Skip to yearly menu bar Skip to main content


Poster

Balancing Feature Similarity and Label Variability for Optimal Size-Aware Subset Selection

Abhinab Acharya · Dayou Yu · Qi Yu · Xumin Liu


Abstract:

Subset or core-set selection offers a data-efficient way for training deep learning models by identifying important data samples so that the model can be trained using the selected subset with similar performance as trained on the full set. One-shot subset selection poses additional challenges as subset selection is only performed once and full set data become unavailable after the selection. However, most existing methods tend to choose either diverse or difficult data samples, leading to the misalignment with the optimal selection goal which faithfully represents the joint data distribution that is comprised of both feature and label information. The selection is also performed independently from the subset size, which plays an essential role in choosing what types of samples. To address this critical gap, we propose to conduct Feature similarity and Label variability Balanced One-shot Subset Selection (BOSS), aiming to construct an optimal size-aware subset for data-efficient deep learning.

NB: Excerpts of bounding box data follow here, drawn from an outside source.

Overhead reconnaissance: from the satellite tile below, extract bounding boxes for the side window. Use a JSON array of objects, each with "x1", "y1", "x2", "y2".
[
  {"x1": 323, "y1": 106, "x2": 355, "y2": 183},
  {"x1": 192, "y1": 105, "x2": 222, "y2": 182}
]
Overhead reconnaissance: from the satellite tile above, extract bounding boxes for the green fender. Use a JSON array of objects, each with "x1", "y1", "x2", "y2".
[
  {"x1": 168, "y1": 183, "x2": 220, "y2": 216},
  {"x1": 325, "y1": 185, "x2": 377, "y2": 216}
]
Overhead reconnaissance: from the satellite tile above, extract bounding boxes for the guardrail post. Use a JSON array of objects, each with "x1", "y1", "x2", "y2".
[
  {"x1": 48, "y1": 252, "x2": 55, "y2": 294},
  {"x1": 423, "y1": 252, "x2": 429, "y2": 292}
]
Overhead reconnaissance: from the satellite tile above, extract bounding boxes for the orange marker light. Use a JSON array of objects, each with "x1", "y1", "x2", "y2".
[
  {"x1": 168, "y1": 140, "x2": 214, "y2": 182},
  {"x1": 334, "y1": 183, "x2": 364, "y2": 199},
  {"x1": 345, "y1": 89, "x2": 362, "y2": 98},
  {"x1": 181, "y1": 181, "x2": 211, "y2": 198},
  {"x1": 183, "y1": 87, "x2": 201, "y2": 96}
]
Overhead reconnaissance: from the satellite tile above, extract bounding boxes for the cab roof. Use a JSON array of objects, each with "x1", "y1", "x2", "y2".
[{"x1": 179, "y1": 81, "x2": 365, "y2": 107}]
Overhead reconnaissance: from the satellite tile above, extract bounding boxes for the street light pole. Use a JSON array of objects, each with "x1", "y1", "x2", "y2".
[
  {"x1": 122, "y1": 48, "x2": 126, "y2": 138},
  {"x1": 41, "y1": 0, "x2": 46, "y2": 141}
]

We show that a novel balanced core-set loss bound theoretically justifies the need to simultaneously consider both diversity and difficulty to form an optimal subset. It also reveals how the subset size influences the bound. Since directly minimizing the bound is infeasible, we connect the inaccessible bound to a practical surrogate target which is tailored to subset sizes and varying levels of overall difficulty. Building on this connection, we design a novel Beta-scoring importance function to delicately control the optimal balance of diversity and difficulty. A comprehensive experimental study is conducted on both synthetic and real datasets to justify the important theoretical properties and demonstrate the superior performance of BOSS as compared with the competitive baselines.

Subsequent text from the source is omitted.